A história começa com deslocamento e tarefa, três cavaleiros contratados para abrir uma estrada na Terra do Fogo, em território chileno, e impor uma tal “civilização” que chega junto com cercas, armas e um mapa desenhado por gente que não vai pisar ali. O grupo cavalga por dias, calcula água, divide munição, negocia passagem, e entende que a missão não é só técnica. O roteiro coloca ação antes de discurso, primeiro vem a ordem, depois a decisão de obedecer, em seguida a cobrança vem em forma de distância, frio e tempo perdido, e por trás disso está o recado que ninguém quer dizer em voz alta.
“Os Colonos” aperta quando põe o poder na mão de quem está sujo de estrada, um homem confere o bilhete do patrão, outro revisa a arma, outro ajusta a sela e segue porque parar significa gastar água e perder a próxima chance de abrigo. Não há “monstros” fantasiados, há gente comum executando etapas, como se fossem tarefas de um dia comprido. Felipe Gálvez Haberle filma a caminhada como serviço que não termina, com pausas longas e esperas que parecem sempre mais caras do que o previsto. Mark Stanley interpreta o tenente britânico com arrogância de manual, mas precisa pedir cavalo, comida e guia a cada novo trecho, e essa dependência o expõe mais do que qualquer frase de bravura.
Lama, barranco e sela
O trio se move por um território que não se rende à pressa, e o filme insiste no atrito prático, lama, vento, barranco, noite mal dormida, fome que obriga a encurtar conversa e cortar caminho. A violência entra como decisão tomada longe dali e executada ali mesmo, no improviso, sem glamour e sem aviso. Quando a ordem muda de tom, o grupo precisa reorganizar funções, quem atira, quem vigia, quem fala com quem aparece na rota, e cada rearranjo custa coordenação, confiança e minutos de hesitação que viram horas a mais de cavalgada.
Camilo Arancibia dá ao mestiço Segundo uma atenção afiada, de quem enxerga o risco antes e paga antes. Ele entende o idioma local, lê sinais no terreno e percebe a mudança do serviço quando os outros ainda tratam a jornada como “abrir estrada”. O personagem age com cautela por um motivo simples, qualquer palavra errada fecha uma porta, encurta a água disponível e empurra o grupo para trechos mais longos sem abrigo. Ele vira ponte o tempo todo, e ser ponte exige ficar acordado, engolir humilhação e escolher com cuidado quando responder para não transformar uma parada em perseguição.

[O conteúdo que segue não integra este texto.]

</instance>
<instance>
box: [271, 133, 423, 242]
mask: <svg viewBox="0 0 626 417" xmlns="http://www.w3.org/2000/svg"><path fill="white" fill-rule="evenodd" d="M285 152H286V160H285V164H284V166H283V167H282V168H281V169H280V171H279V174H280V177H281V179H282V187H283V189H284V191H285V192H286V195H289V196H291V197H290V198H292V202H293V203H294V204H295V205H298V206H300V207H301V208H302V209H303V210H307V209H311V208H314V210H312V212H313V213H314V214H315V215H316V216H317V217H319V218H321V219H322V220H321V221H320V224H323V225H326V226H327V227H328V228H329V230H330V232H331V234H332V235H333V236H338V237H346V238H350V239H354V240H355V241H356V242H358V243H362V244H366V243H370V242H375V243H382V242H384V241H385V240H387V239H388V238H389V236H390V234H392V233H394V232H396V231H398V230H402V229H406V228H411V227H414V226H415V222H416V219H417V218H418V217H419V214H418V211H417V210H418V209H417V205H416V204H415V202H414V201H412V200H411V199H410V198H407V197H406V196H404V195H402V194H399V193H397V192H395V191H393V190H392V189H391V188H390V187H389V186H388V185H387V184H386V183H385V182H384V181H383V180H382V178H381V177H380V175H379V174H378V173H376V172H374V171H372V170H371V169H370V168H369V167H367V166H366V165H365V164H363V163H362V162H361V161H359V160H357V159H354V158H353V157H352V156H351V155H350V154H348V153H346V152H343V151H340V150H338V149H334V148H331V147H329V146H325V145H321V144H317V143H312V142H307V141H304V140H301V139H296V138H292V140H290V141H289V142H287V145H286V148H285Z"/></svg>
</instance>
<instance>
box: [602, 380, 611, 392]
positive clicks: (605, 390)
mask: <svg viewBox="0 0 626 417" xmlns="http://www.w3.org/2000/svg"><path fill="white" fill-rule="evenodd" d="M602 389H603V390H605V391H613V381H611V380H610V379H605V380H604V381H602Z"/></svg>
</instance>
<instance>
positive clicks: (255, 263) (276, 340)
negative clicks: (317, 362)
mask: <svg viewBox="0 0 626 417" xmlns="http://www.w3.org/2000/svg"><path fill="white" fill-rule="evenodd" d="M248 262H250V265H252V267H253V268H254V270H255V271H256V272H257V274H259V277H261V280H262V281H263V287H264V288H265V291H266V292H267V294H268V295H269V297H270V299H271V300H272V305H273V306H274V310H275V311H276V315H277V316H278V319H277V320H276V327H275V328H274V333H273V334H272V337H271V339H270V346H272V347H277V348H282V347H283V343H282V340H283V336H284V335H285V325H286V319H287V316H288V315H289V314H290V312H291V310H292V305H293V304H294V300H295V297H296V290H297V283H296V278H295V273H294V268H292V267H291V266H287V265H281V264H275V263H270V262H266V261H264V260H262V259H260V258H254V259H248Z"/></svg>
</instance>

Há também o componente estrangeiro que trata a missão como emprego e aventura, e o filme acerta ao apontar como a mão de obra da violência circula sem precisar de raiz. O mercenário norte-americano, vivido por Benjamin Westfall, trabalha com frieza de quem calcula ganho e perda na ponta do lápis, medindo risco, medindo recompensa, reduzindo gente a obstáculo de rota. Ele não precisa discursar para revelar caráter, basta a forma como limpa a arma, como empurra o grupo a seguir e como decide encurtar caminho mesmo quando isso empurra outros para a fome e para a fuga.
Mapa, recado e rastros
O filme prefere acompanhar gestos repetidos e escolhas miúdas, observar, esperar, escolher ponto de passagem, contar o que sobra na sacola, decidir se dá para acender fogo e quanto tempo dá para ficar parado sem perder o dia inteiro. Esse tipo de cena dá peso ao que está em jogo, ocupar não é palavra bonita, é hora consumida, deslocamento caro e trabalho que arrebenta o corpo. Quem manda raramente aparece para sujar as mãos, e essa distância vira parte do mecanismo de obediência, porque o grupo discute entre si, erra caminho, volta, gasta energia e, quando percebe, já está fazendo o que foi contratado para fazer.
Quando a violência acontece, ela aparece ligada a comando e pagamento, não a heroísmo. Em vez de “coreografar” morte, o filme encosta no lado prático do ato, preparar, executar, limpar, calar, esconder rastros e tocar a marcha como se fosse apenas mais um trecho do serviço. Isso pesa porque o custo fica no corpo, olhos ardendo de sono, mãos ocupadas, tempo que some, rotas que se fecham, e a sensação de que recuar não é opção simples quando há um patrão esperando resultado e um grupo que já atravessou longe demais para voltar igual.
Sem buscar conforto, “Os Colonos” entrega um drama duro, interessado em acompanhar como ordens atravessam fronteiras e chegam ao chão como trabalho terceirizado, dia após dia. O longa cresce quando troca discurso por rotina, quando insiste na fome, no frio e na distância como parte do pagamento real. E a lembrança que fica não é uma tese, é um gesto repetido, a mão volta ao couro da sela, aperta, e o cavalo segue.